Since 2007 Ecuador has a so called new-left government that proclaimed the “re-foundation” of the state. In 2008 the Ecuadorians approved a new constitution which established the base for profound changes to the country’s political, economic and social order. In this context, natural resource policies constitute a key area of political debate and political reform: Since the 1970s exportation of crude oil is the most important source of the country’s income; oil revenues account for up to 40 percent to the budget of the central government. Due to their importance for the national economy, oil production, commercialization, and revenues are subject to multifaceted conflicts on different levels: there are conflicts about unequal distribution of oil income between trans-national companies, the central government, sub-national entities and different political and social groups. Additionally, conflicts arise because of unequal distribution of resource production costs in terms of social and ecological risks/damages, especially on a local level.
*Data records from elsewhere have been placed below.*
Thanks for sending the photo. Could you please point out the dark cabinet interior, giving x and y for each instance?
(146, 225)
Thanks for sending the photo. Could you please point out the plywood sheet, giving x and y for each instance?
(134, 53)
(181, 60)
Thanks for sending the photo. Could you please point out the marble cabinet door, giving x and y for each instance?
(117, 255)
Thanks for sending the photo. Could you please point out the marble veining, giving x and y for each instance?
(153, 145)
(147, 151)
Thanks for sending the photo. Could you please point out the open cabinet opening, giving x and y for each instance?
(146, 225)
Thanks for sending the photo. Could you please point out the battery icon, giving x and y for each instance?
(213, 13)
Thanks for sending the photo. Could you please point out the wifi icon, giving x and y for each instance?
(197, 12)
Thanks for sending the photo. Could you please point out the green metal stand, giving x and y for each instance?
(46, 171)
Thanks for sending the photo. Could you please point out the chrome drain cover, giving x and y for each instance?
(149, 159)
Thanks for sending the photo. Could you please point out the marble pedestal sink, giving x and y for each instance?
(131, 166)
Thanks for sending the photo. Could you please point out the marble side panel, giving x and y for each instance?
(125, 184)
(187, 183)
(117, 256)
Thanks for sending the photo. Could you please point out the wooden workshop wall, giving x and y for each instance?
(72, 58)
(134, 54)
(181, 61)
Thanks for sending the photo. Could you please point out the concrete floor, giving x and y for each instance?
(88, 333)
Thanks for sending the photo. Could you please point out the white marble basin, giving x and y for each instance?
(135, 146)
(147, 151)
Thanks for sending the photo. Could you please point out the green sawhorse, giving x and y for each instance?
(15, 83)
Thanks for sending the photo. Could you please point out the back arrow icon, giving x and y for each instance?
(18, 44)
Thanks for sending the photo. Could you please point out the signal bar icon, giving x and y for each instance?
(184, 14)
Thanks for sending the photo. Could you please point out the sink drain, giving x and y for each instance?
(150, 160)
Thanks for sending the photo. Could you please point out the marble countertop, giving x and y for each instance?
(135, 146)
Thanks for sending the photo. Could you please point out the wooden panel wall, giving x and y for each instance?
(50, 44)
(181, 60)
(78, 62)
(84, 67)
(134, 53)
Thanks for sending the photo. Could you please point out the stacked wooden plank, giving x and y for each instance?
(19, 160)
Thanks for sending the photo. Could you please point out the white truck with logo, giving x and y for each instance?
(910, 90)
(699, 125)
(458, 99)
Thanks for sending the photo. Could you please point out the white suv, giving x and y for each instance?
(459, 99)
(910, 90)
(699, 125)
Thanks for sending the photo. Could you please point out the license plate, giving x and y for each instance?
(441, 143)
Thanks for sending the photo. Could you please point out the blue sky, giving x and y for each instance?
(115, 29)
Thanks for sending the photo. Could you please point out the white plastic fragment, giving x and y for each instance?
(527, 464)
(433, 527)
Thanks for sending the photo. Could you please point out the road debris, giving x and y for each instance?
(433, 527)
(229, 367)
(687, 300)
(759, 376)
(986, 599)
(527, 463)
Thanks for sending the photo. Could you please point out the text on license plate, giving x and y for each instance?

In the new political context oil-led development continues to be related to very diverse claims on different levels and by different actors within the country.

This research project studies the impact of global economic entanglements, focussing on oil-led-development, on the political re-foundation process of the country. From a power-analytical perspective, it analyzes the ongoing negotiation processes on natural resource politics, distribution of revenues and political regulation. Central questions to be addressed are the following: In which arenas these subjects of distribution and regulation are negotiated? Who are the actors involved and what are the power resources at their disposal? Exploring the impact of transregional interdependencies on the negotiation processes between different levels and actors within the country the study also aims at contributing to the critical debate on “methodological nationalism”.